The last official contraction in 1976 had been for the full year, and came as China was coming out of the Cultural Revolution.
“We should look at the economic situation in the first quarter with a normal heart, we cannot simply compare the economy this year with the previous ordinary years,” said Mao Shengyong, spokesman for the National Bureau of Statistics, alluding to the extraordinary challenges of the year so far.
The 6.8 per cent shrinkage in China’s economy was deeper than many expected, although economists were divided on how deep the contraction would be, and how honestly it would be reported.
It all means that even as the government money ploughed into construction projects starts to bear fruit, consumer confidence will take more time to heal.
Liang Zhonghua, chief macro analyst at Zhongtai Securities, added that these insecurities have ensured that hopes of a quick recovery in China have all but vanished.
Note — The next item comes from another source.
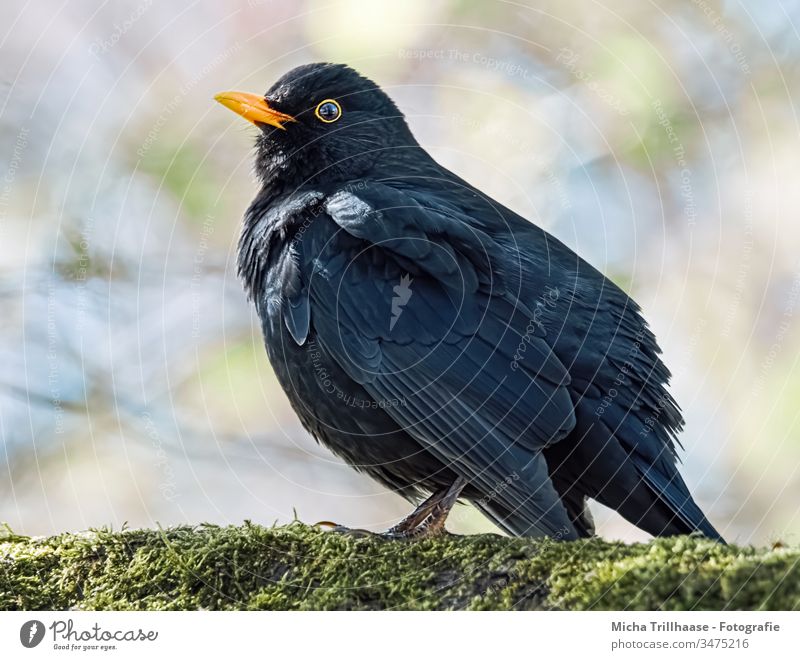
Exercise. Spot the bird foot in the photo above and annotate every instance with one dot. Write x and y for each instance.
(426, 521)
“The decline in individual income, the rise of unemployment, and the closure of many companies and self-employed businesses will all weigh on the total demand over a longer period of time,” Liang said. “The economy can be quick to pause, but slow in getting back to normal.”
Because as well as the domestic challenges, which Beijing can at least take steps to address, there are external challenges it can do little about. With large parts of the world now in coronavirus containment mode, China’s exporters are frozen out of their marketplaces.
It means the modest recovery in the industrial economy, in the form of a better-than-expected 1.1 per cent slump in March, is unlikely to last.
“We believe hopes of a quick recovery are dimming, as China still faces two dire challenges,” said Lu Ting, chief China economist at Nomura. “Collapsing external demand due to the pandemic and the rising threat of a second wave of Covid-19 infections. We expect year-on-year real [gross domestic product] growth to remain negative at minus 0.5 per cent in the second quarter.”
The importance of preventing a second wave of infections is also front and centre in the thinking of policymakers.
“Stability is the foremost priority. We must ensure that there’s no rebound in the epidemic, and we must ensure economic stability and people's basic livelihood,” read the Politburo statement.
The statement added that preventive measures will be long-lasting and include mandatory coronavirus testing for vulnerable people and voluntary tests to all those who want them, and that production and social resumptions must happen alongside the preventive measures.
“In terms of policies, the Chinese government is on the track of a gradual escalation in its stimulus policies,” said JP Morgan Asset Management’s global market strategist Chaoping Zhu, pointing to a second cut to a key interest rate this week as well as a sharp increase in government-led investment and lending.
“The collapse in external demand and the weak service sector recovery means Beijing must embark on a broad infrastructure and property stimulus,” wrote Rory Green, China economist at TS Lombard in a note. “Labour-intensive construction is the only means to absorb the sharp spike in unemployed workers.”
However, the statement from the Politburo meeting said that Beijing will not tolerate speculation in the property market as “houses are for people to live, not to speculate”.